REVIEW | doi:10.20944/preprints202306.0232.v1
Subject: Medicine And Pharmacology, Oncology And Oncogenics Keywords: Antibody-drug conjugate; cancer; clinical trials
Online: 5 June 2023 (04:13:02 CEST)
Antibody-drug conjugates (ADCs) have provided new therapeutic options and significant promise for patients with cancers, particularly where existing treatments are limited. Substantial effort in ADC development is underway globally, with 13 ADCs currently approved and many more in development . Therapeutic benefits of ADCs leverage the ability to selectively target cancer cells through antibody binding, resultant relative sparing of non-malignant tissues, and the targeted delivery of a cytotoxic payload.
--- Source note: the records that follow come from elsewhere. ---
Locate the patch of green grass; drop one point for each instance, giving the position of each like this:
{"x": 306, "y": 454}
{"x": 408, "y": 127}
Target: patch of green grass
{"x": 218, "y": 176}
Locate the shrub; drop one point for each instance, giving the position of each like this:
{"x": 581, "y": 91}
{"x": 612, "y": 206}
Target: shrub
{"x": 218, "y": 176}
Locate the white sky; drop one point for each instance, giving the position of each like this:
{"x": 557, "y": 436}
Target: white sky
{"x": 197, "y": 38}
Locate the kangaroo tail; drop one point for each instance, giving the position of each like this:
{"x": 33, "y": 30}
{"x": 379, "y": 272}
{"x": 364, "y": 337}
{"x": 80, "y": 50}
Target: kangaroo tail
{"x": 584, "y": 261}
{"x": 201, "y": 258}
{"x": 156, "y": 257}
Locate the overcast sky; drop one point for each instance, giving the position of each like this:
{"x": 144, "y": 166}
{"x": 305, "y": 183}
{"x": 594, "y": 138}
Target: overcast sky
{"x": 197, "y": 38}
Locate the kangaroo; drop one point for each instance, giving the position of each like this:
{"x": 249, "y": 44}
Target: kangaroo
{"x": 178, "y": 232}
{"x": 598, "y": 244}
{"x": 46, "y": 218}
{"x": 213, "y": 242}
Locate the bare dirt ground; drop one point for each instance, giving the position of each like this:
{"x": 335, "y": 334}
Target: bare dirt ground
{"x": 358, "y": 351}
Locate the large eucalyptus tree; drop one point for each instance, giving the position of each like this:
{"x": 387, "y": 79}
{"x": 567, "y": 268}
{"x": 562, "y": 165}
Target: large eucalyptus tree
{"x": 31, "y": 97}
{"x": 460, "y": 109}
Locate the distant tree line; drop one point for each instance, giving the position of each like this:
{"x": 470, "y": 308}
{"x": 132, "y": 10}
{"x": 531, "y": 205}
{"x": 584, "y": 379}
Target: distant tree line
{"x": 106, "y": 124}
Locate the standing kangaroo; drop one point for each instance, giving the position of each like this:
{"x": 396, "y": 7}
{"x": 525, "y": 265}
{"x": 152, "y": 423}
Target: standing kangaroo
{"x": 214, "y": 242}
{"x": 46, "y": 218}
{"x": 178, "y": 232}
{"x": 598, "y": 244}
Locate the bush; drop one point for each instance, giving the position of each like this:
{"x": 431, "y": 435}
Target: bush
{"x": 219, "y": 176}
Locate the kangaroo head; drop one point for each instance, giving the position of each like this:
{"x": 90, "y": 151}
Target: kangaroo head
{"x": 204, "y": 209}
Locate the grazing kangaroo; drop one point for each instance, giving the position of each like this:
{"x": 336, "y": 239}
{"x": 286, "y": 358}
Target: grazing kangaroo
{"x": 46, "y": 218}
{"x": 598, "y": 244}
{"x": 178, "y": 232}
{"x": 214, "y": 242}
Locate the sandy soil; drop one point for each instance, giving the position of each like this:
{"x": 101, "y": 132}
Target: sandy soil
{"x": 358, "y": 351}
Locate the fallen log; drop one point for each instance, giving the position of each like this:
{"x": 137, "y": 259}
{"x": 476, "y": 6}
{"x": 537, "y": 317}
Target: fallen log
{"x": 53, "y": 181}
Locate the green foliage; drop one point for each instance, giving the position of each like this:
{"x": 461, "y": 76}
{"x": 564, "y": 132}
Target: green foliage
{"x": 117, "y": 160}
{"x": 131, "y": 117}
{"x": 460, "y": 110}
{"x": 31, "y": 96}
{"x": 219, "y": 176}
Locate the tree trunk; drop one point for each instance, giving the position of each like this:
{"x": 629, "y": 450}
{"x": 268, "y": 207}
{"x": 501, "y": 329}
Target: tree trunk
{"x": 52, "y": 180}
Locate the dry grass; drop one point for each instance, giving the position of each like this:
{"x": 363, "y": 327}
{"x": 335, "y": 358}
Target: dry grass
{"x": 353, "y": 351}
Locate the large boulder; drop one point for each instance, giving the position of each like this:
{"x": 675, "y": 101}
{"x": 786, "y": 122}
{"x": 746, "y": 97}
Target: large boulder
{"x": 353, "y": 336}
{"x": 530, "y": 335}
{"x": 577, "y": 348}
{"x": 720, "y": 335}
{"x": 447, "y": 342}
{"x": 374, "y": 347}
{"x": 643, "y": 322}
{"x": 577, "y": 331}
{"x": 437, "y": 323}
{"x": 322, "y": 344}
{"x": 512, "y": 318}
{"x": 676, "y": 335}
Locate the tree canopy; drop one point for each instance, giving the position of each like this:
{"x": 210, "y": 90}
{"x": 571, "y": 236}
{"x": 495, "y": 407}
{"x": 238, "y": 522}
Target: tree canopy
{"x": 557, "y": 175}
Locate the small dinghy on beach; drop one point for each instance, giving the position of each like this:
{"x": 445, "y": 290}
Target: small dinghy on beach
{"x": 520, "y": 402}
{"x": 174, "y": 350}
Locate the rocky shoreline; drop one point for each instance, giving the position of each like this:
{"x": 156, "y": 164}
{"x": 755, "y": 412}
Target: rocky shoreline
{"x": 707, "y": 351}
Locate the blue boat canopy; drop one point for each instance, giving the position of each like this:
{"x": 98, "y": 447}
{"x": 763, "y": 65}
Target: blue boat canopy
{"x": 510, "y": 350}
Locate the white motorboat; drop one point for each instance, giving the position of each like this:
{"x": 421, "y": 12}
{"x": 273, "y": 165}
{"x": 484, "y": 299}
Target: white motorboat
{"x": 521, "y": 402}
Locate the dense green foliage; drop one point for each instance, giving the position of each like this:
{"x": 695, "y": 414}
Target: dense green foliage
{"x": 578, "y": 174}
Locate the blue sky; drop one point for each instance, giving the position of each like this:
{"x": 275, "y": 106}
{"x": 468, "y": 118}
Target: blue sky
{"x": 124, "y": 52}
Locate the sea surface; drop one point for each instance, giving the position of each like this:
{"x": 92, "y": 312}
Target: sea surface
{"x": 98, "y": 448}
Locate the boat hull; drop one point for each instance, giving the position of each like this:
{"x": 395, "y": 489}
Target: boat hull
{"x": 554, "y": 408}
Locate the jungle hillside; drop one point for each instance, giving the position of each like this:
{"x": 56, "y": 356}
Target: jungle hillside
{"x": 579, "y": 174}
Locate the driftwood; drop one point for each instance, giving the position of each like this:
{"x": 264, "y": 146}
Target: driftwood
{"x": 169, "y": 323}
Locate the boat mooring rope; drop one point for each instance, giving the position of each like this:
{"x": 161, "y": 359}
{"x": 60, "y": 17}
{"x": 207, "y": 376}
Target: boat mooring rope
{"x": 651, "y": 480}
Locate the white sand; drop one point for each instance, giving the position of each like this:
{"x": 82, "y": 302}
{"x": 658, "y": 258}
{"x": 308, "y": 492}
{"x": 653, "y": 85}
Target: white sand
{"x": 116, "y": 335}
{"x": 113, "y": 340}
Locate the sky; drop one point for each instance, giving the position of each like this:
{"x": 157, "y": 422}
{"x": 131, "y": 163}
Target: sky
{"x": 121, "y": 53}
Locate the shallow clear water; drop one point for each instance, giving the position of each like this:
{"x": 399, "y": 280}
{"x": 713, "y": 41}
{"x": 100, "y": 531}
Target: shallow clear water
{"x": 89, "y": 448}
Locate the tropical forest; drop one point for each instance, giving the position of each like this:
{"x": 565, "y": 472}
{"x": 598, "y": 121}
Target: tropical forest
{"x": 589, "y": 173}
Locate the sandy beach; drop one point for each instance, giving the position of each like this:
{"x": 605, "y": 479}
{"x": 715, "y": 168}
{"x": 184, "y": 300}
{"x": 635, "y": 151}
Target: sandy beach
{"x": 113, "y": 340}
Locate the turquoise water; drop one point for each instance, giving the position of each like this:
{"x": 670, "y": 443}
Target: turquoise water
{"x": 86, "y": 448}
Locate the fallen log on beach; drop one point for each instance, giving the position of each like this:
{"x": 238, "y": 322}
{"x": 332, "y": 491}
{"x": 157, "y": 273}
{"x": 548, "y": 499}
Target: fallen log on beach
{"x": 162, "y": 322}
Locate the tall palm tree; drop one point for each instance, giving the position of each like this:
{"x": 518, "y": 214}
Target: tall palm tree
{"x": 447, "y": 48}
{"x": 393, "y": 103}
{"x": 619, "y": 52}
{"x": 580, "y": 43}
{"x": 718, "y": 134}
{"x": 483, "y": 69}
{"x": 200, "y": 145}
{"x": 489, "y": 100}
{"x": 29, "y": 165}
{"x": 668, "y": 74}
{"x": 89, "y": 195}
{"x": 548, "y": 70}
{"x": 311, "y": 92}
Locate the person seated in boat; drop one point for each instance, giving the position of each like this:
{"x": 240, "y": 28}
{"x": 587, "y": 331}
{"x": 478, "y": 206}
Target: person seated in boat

Consequently, this drug class has demonstrated activity in multiple malignancies refractory to standard therapeutic options [1-4]. Despite this, limitations exist, including narrow therapeutic windows, unique toxicity profiles, development of therapeutic resistance, and appropriate biomarker selection [5-7]. This review will describe the development of ADCs, their mechanisms of action, pivotal trials, and approved indications and identify common themes. Current challenges and opportunities will be discussed for this drug class in cancer therapeutics at a time when significant developments in antibody therapies, immunotherapy and targeted agents are occurring.